27

A postgres SELECT query ran out of control on our DB server and started eating up tons of memory and swap until the server ran out of memory. I found the particular process via ps aux | grep postgres and ran kill -9 pid. This killed the process and the memory freed up as expected. The rest of the system and postgres queries appeared to be unaffected. This server is running postgres 9.1.3 on SLES 9 SP4.

However, one of our developers chewed me out for killing a postgres process with kill -9, saying that it will take down the entire postgres service. In reality, it did not. I've done this before a handful of times and have not seen any negative side effects.

With that said, and after further reading, it looks like kill pid without the flags is the preferred way to kill a runaway postgres process, but per other users in the postgres community, it also sounds like postgres has "gotten better" over the years such that kill -9 on an individual query process/thread is no longer a death sentence.

Can someone enlighten me on the proper way to kill a runaway postgres process as well as the how disastrous (or benign) using kill -9 is with Postgres these days?
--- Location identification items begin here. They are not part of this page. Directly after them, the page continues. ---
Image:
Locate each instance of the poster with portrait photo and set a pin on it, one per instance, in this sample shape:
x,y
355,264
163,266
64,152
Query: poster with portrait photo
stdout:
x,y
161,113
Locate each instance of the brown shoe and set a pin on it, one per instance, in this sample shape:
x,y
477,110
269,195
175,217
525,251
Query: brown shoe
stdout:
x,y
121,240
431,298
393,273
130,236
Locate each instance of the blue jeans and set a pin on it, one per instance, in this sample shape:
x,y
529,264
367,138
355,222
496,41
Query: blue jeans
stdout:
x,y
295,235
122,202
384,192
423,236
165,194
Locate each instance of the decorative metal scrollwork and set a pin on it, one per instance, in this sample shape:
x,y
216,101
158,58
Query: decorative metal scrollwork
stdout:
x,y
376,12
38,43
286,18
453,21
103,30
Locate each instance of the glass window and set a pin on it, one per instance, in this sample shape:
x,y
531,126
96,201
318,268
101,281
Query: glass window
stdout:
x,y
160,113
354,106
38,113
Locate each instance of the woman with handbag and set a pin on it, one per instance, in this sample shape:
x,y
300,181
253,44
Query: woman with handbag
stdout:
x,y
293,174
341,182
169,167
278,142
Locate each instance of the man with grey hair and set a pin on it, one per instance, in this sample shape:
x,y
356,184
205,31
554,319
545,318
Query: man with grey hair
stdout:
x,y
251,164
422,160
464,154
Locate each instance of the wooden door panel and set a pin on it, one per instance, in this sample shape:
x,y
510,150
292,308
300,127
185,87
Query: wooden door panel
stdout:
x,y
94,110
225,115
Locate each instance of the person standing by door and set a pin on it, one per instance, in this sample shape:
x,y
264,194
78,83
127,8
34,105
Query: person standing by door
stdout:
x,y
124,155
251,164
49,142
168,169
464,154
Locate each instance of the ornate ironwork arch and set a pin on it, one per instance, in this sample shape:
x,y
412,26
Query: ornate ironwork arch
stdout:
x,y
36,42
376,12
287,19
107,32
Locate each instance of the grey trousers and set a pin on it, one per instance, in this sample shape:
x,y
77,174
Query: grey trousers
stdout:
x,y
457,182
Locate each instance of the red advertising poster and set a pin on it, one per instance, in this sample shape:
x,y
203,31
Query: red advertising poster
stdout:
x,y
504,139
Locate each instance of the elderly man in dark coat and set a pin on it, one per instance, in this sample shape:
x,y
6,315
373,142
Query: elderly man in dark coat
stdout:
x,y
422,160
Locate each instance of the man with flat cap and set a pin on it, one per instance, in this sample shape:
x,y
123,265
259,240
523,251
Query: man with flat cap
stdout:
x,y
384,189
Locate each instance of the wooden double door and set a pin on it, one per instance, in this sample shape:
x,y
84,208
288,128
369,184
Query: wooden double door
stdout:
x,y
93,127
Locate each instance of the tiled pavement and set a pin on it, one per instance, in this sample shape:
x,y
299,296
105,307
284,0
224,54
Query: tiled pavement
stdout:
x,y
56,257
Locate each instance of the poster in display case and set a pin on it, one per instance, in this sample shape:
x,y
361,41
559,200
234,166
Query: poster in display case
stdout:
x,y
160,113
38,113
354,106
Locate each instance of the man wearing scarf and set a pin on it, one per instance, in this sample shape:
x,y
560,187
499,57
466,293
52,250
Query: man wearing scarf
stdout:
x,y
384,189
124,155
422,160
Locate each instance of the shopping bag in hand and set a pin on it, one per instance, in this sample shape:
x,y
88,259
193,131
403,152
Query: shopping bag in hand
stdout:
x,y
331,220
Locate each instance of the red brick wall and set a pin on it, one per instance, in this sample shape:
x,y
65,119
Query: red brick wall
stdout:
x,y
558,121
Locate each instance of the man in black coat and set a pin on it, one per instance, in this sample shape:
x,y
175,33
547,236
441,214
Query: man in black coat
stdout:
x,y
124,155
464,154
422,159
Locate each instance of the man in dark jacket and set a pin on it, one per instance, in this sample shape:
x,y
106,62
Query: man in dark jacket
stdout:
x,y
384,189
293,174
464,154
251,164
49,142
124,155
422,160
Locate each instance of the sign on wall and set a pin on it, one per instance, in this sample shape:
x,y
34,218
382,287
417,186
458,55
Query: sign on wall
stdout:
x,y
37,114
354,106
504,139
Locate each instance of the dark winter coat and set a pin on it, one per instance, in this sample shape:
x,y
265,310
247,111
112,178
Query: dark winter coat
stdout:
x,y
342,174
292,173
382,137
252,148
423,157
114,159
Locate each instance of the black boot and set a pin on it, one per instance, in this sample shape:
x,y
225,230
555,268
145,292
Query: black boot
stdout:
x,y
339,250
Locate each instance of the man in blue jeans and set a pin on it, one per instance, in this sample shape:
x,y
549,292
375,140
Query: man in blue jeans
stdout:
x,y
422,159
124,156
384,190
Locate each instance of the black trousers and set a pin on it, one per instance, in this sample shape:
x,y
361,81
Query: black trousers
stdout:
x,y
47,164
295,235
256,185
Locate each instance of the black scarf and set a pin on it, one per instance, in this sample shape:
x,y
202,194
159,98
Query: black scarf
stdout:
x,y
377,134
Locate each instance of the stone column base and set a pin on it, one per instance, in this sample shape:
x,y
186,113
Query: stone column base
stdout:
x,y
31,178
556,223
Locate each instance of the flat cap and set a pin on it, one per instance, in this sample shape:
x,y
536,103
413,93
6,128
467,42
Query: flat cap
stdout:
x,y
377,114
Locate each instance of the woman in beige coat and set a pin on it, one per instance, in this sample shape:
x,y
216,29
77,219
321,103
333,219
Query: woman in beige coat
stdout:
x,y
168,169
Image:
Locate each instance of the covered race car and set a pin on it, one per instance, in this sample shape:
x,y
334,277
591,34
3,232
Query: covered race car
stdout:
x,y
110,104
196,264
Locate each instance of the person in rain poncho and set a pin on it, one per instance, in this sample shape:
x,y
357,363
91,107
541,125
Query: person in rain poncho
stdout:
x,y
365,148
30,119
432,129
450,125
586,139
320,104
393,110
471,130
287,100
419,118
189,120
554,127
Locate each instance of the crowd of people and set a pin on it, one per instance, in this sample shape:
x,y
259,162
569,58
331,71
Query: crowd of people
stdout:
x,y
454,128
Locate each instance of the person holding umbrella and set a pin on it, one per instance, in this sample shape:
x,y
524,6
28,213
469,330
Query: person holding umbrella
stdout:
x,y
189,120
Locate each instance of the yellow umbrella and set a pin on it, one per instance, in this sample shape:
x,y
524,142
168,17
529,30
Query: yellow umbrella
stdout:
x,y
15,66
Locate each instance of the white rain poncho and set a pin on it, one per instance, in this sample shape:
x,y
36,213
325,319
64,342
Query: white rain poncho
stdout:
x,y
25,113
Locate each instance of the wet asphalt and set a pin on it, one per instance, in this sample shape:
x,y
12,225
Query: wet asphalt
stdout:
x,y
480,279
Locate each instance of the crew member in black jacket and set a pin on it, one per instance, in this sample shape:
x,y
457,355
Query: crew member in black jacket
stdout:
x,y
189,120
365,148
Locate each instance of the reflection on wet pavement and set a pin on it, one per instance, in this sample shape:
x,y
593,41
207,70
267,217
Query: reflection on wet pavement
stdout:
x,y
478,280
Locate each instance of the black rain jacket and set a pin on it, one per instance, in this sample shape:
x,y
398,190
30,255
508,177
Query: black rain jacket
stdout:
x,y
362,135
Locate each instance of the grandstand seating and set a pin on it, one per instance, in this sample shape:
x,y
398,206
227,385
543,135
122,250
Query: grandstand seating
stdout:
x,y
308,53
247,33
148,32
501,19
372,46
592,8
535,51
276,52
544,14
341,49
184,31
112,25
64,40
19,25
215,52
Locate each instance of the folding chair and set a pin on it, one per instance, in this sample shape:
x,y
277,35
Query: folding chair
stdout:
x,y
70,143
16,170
Thanks for the insight.

Banjer
  • 3,854
  • 11
  • 40
  • 47

3 Answers3

35

voretaq7's answer covers the key points, including the correct way to terminate backends but I'd like to add a little more explanation.

kill -9 (ie SIGKILL) should never, ever, ever be your first-choice default. It should be your last resort when the process doesn't respond to its normal shutdown requests and a SIGTERM (kill -15) has had no effect. That's true of Pg and pretty much everything else.

kill -9 gives the killed process no chance to do any cleanup at all.

When it comes to PostgreSQL, Pg sees a backed that's terminated by kill -9 as a backed crash. It knows the backend might have corrupted shared memory - because you could've interrupted it half way through writing a page into shm or modifying one, for example - so it terminates and restarts all the other backends when it notices that a backend has suddenly vanished and exited with a non-zero error code.

You'll see this reported in the logs.

If it appears to do no harm, that because Pg is restarting everything after the crash and your application is recovering from the lost connections cleanly. That doesn't make it a good idea. If nothing else backend crashes are less well tested than the normal-functioning parts of Pg and are much more complicated/varied, so the chances of a bug lurking in backend crash handling and recovery are higher.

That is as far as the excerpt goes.